Europa Press/Contacto/Fernando Chuy - Arquivo
MADRID 25 maio (EUROPA PRESS) -
A procuradora-geral da Guatemala, Consuelo Porras, afirmou que "a justiça não é negociada com ninguém" e que "as agendas de outras pessoas" não direcionarão suas ações à frente do Ministério Público, após a visita ao país da relatora da ONU para a independência judicial, Margaret Satterthwaite, que disse ter observado uma "instrumentalização" da Justiça para perseguir grupos específicos.
"O Ministério Público não age sob pressão ou para agendas fora de seu mandato, somos guiados apenas pela lei e esperamos o mesmo daqueles que nos observam: Respeito à nossa independência, à institucionalidade guatemalteca e abertura ao diálogo responsável", disse Consuelo Porras em um vídeo da conta do órgão público na rede social X acompanhado da mensagem "Ministerio Público ante la visita del Relator Especial de la ONU".
Ela também agradeceu aos oficiais de justiça pelo trabalho que realizam com "coragem e profissionalismo" e afirmou que o Ministério "está cumprindo seu dever".
"Em um Estado de Direito, a possibilidade de investigar qualquer pessoa, independentemente de sua posição ou status, é uma garantia de legalidade, não uma ameaça, muito menos a criminalização de alguém", disse Porras.
Satterthwaite enfatizou na última sexta-feira, após sua visita ao país, que havia informações "críveis e profundamente preocupantes" que atestavam a influência "indevida" nas nomeações judiciais, "incluindo fraude nas votações, coerção de membros das Comissões de Nomeação e processos de avaliação falhos".
"A instrumentalização do direito penal pelo Ministério Público parece equivaler a uma privação sistemática, intencional e grave dos direitos humanos fundamentais dirigida contra grupos específicos", disse o especialista da ONU.

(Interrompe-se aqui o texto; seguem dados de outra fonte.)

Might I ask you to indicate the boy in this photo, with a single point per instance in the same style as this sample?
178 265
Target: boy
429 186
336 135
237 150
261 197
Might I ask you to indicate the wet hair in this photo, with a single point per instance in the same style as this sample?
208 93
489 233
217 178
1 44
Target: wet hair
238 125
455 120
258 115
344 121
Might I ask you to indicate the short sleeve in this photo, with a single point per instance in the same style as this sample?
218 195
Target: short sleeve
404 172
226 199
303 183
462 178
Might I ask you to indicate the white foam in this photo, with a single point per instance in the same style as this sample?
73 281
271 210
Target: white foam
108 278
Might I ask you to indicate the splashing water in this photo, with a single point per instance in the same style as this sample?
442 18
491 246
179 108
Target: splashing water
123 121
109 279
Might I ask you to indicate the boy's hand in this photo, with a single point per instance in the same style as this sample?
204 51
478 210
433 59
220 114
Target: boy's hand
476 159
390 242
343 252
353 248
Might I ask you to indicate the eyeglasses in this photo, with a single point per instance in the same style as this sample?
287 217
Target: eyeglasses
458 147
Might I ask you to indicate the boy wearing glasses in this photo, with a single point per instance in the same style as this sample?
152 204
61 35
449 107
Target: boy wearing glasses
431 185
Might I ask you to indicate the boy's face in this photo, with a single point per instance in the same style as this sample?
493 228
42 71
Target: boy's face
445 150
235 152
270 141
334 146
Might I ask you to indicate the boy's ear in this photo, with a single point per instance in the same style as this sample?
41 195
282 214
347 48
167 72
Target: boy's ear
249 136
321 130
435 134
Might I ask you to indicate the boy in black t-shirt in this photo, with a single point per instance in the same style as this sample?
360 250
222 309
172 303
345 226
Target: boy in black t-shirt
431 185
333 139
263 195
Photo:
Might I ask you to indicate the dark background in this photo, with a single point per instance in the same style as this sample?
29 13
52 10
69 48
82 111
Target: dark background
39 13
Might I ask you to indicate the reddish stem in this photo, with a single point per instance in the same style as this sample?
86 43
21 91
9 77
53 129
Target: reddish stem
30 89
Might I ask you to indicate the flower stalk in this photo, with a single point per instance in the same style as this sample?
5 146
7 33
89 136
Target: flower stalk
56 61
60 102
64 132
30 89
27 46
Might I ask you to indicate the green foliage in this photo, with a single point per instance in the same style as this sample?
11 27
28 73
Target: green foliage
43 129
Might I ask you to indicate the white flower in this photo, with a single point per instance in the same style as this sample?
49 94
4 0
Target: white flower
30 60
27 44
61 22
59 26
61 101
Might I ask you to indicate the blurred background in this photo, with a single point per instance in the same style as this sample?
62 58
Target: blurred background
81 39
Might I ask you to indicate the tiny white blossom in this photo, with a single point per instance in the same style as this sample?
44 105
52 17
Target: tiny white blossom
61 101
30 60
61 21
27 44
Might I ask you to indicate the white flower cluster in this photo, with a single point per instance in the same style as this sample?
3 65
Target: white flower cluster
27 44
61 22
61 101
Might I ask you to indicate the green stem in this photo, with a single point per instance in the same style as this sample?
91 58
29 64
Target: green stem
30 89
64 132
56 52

Nesse sentido, ela instou o Ministério Público a interromper esse tipo de prática e afirmou que o governo da Guatemala "deve adotar todas as medidas disponíveis para pôr fim" à situação de criminalização em que se encontra.
"Essa perseguição parece estar se intensificando, pois aqueles que tentaram acabar com a impunidade e a corrupção, defender os direitos humanos ou denunciar abusos de poder enfrentam cada vez mais assédio digital, ameaças e a imposição de acusações criminais", disse ela.
Ela também lembrou que 2026 é um ano-chave para a reconfiguração das administrações de justiça do país, pois os magistrados são eleitos para o Tribunal Superior Eleitoral, o Tribunal Constitucional e a Procuradoria Geral da República.
O Ministério Público ordenou a prisão de Luis Pacheco, Vice-Ministro de Desenvolvimento Sustentável do Ministério de Energia e Minas da Guatemala, em abril passado, por "terrorismo" e "associação ilícita" em uma investigação centrada nas manifestações que ocorreram em outubro de 2023 após a vitória do atual presidente da Guatemala, Bernardo Arévalo, contra Porras por tentar contestar sua vitória. O confronto entre o governo e o Ministério Público tem sido constante desde que Arévalo chegou ao poder.